Il faut attendre quelques années avant que les grandes surfaces s’installent massivement aux portes de la ville. En effet, en 1968, on ne compte que 6 hypermarchés mais leur succès ira grandissant jusqu’aux années 1980 où ils seront plus de 400 sur le territoire français (Daumas, 2006a). Malgré leur scepticisme initial, les acteurs traditionnels de la grande distribution (surtout les succursalistes comme Casino), stimulés par les échanges outre-Atlantique, finissent par se convertir au modèle et érigent leurs propres hypermarchés (Daumas, 2006b ; Péron, 1993). En premier lieu, les nouveaux hypermarchés s’installent dans les grandes agglomérations et touchent plutôt les classes moyennes, mais rapidement, ils gagnent tous les niveaux de la hiérarchie urbaine et la quasi-totalité des couches de la population viendra s’y approvisionner (Péron, 1993). Comme le souligne Claudine Marenco dans ses travaux sur les pratiques d’approvisionnement (Marenco, 1992), c’est plutôt au sein des milieux populaires que les hypermarchés recrutaient leurs premiers clients car l’anonymat permis par le libre-service — chacun est en relation directe avec la marchandise — permettait de cacher des choix modestes de consommation (Du Gay, 2006). En outre, les ménages qui résidaient loin des centres-villes se situaient souvent dans des zones de sous-équipement commercial. Autrement dit, ils étaient déjà habitués à faire leur approvisionnement hors du quartier (Marenco, 1992).

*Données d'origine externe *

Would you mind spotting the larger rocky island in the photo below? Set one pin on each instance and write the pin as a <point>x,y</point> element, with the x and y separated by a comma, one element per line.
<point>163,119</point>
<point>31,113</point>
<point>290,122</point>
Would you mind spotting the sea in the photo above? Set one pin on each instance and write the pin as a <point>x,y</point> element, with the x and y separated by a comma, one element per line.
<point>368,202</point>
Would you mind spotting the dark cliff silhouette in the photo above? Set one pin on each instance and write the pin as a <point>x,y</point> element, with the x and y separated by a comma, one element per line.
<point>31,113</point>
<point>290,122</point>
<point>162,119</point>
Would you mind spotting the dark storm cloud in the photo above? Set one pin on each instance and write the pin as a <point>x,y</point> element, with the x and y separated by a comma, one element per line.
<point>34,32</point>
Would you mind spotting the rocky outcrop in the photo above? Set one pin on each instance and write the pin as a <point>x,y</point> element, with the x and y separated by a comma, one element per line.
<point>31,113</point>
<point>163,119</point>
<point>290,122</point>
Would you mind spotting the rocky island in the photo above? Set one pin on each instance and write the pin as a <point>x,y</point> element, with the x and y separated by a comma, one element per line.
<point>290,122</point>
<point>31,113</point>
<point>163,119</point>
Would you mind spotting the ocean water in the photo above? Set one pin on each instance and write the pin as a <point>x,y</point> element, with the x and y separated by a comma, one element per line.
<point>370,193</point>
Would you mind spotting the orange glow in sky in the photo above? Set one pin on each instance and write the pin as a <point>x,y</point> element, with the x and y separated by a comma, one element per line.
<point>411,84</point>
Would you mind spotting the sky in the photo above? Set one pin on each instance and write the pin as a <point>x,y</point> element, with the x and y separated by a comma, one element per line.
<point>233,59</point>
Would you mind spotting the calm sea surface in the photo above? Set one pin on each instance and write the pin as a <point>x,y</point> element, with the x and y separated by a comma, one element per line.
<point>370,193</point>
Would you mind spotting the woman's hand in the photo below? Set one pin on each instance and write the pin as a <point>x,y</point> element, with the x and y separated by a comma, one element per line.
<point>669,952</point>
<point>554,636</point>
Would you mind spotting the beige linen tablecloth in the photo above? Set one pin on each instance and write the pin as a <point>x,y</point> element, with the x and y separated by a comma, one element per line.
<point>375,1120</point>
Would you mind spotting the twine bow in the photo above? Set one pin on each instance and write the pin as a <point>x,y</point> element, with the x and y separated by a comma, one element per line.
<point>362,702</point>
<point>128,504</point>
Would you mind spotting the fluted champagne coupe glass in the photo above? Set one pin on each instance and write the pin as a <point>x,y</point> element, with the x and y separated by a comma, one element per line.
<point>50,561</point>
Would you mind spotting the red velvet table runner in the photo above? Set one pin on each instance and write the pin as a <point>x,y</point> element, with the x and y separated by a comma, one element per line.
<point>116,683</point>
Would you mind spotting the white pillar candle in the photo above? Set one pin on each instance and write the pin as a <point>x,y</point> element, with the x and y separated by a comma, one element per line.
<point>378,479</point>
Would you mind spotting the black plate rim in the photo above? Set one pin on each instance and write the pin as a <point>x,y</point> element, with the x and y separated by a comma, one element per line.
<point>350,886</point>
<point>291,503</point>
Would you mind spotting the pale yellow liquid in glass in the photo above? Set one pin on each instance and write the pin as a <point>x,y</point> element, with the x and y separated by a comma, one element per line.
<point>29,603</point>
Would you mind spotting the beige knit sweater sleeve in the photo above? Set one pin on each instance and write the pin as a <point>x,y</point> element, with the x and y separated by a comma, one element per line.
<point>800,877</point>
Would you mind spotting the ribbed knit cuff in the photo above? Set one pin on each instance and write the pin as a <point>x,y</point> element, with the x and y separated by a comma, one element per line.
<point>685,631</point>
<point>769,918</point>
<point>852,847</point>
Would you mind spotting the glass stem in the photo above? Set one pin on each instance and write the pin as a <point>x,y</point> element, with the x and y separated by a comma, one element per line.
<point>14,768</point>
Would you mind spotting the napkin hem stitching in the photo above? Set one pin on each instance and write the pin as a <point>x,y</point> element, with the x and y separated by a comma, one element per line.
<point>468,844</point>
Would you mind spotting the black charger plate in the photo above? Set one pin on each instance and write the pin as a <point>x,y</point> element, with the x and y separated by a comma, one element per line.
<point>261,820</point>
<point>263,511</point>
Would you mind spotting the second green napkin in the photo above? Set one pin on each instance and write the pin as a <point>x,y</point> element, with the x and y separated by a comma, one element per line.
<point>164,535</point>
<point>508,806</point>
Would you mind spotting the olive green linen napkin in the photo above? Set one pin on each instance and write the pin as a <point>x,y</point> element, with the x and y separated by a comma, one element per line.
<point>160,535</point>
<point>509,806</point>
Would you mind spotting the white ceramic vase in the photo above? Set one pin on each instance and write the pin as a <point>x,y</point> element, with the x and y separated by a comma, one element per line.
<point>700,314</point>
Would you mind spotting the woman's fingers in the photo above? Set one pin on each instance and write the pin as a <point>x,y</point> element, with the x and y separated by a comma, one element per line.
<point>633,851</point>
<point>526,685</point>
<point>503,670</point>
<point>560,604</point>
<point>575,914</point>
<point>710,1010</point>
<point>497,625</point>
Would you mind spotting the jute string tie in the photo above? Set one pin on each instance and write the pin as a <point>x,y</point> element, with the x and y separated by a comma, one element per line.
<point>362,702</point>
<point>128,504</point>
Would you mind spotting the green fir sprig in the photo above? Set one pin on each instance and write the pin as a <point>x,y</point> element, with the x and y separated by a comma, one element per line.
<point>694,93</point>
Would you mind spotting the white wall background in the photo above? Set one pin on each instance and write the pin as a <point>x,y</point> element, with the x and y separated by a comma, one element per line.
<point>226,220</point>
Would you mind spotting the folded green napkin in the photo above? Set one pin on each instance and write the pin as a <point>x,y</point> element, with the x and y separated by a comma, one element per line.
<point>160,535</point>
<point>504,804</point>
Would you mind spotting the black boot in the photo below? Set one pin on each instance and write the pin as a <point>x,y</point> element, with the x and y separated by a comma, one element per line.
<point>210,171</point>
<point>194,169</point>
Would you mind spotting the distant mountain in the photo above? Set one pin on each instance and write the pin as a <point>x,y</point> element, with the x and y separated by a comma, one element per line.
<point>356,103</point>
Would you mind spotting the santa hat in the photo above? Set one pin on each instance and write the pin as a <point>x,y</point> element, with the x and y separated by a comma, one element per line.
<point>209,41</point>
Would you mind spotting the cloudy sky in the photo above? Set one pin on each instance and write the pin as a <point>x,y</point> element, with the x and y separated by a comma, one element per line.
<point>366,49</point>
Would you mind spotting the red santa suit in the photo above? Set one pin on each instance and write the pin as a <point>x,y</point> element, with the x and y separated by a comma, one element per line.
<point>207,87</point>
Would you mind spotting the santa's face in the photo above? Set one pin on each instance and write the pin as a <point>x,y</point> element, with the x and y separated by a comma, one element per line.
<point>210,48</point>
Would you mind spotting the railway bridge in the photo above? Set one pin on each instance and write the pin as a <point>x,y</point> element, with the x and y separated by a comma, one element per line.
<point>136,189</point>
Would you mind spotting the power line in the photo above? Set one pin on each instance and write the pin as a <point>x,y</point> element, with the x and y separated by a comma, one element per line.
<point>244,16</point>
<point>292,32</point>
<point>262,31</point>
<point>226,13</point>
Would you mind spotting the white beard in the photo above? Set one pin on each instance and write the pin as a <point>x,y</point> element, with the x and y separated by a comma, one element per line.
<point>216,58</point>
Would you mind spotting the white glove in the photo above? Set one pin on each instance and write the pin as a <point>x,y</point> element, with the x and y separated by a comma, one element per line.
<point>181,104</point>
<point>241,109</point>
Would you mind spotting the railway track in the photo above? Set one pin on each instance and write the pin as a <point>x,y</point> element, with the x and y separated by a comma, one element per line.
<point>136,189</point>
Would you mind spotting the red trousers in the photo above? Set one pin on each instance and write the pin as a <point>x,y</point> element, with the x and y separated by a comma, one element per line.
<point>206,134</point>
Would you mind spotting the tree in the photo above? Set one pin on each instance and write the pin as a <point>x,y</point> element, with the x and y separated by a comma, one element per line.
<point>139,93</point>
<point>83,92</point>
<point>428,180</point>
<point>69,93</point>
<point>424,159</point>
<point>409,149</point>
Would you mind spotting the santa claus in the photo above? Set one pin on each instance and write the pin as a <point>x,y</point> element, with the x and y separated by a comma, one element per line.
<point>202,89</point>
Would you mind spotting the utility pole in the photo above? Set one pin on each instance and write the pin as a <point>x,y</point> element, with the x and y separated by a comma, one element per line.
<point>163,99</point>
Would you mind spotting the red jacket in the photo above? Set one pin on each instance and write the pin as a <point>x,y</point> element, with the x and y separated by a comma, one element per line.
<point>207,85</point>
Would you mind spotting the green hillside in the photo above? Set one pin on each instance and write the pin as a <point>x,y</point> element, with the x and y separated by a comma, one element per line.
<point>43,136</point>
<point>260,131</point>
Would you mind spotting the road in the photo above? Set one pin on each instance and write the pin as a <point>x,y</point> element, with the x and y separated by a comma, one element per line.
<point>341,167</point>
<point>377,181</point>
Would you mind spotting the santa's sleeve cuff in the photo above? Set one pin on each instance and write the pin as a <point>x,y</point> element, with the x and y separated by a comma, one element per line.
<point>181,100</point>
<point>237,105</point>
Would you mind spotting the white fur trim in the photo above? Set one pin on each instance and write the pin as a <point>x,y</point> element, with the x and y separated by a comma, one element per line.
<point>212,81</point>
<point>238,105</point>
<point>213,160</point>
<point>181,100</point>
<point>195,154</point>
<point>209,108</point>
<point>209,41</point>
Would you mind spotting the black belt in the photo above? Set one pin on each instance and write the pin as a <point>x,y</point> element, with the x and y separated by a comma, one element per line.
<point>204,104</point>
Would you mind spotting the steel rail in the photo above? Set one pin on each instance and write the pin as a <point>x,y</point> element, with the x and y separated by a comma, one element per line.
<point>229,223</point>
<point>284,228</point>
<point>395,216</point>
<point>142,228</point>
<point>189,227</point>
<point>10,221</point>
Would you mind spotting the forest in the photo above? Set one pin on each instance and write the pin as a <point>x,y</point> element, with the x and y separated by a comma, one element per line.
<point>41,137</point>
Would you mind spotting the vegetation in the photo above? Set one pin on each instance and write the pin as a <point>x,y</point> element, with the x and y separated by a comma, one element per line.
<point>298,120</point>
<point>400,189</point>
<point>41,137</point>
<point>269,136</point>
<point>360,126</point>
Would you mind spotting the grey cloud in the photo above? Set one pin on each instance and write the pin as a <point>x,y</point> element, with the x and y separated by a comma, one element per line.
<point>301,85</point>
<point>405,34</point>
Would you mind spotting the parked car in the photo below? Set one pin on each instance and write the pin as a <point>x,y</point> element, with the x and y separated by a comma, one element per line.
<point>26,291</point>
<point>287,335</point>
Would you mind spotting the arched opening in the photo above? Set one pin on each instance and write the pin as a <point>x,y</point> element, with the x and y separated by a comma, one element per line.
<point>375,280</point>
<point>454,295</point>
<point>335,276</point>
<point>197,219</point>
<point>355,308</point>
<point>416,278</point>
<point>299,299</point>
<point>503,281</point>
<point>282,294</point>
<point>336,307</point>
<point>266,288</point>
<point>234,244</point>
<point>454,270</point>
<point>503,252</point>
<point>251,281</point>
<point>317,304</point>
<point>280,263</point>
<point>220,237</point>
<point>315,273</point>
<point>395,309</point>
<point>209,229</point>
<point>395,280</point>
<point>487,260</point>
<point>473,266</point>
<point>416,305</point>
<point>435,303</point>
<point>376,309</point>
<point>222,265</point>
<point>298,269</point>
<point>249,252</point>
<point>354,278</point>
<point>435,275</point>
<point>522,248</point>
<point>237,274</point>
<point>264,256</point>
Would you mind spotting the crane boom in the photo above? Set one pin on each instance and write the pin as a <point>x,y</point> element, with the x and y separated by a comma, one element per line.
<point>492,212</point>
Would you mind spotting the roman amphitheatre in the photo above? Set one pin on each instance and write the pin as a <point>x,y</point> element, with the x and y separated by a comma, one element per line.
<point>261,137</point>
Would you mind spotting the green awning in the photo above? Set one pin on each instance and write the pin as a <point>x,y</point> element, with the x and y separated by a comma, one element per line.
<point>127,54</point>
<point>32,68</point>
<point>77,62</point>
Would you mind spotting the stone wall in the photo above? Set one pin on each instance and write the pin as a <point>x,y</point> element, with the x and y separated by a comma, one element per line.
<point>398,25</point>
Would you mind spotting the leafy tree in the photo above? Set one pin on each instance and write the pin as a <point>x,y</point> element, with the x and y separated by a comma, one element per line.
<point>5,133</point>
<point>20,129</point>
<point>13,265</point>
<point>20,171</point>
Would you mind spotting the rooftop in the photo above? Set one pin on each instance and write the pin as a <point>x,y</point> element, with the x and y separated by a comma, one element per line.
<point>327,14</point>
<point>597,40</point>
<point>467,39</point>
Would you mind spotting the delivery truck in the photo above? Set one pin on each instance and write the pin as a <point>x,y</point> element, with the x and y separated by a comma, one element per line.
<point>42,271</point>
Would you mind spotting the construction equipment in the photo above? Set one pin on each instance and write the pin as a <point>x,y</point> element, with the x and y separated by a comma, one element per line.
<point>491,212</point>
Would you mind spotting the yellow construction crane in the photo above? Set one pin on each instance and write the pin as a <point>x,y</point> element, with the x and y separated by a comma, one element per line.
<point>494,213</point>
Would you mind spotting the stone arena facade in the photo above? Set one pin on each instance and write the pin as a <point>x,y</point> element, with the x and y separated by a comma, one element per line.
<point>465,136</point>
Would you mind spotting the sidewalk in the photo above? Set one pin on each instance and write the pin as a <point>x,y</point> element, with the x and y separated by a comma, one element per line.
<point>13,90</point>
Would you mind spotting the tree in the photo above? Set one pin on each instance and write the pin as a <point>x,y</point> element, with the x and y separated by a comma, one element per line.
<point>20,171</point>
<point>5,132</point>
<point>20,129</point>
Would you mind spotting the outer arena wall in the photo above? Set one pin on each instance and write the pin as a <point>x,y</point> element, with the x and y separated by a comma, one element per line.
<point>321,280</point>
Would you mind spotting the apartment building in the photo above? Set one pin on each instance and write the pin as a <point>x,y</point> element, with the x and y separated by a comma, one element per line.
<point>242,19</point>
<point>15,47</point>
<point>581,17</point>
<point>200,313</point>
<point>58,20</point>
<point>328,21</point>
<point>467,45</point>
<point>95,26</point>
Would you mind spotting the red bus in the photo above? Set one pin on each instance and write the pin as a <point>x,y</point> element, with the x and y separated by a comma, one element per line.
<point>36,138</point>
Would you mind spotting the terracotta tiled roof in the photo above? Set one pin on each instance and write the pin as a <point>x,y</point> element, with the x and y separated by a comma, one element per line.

L’équipement commercial participait d’une nouvelle forme de discrimination sociale : les grandes surfaces étaient perçues comme « le lot des pauvres gens » alors que les classes aisées continuaient de fréquenter leurs petits commerces traditionnels. Aux yeux des ménages contraints de se rendre dans les grandes surfaces, le commerce traditionnel apparaissait comme un lieu plus « humain », loin de l’anonymat et de l’utilitarisme des hypermarchés :

« Le petit commerce, où l’on peut faire ses achats au quotidien se parait à leurs yeux de tous les attraits, participant à une vision idéalisée d’un passé où les rapports humains étaient moins durs, la vie moins tendue, les contraintes moins sévères, où la confiance, la fidélité, la reconnaissance de l’un comme l’autre comme « personnes » caractérisaient les rapports entre clients et commerçants » (Marenco, 1992 : 45).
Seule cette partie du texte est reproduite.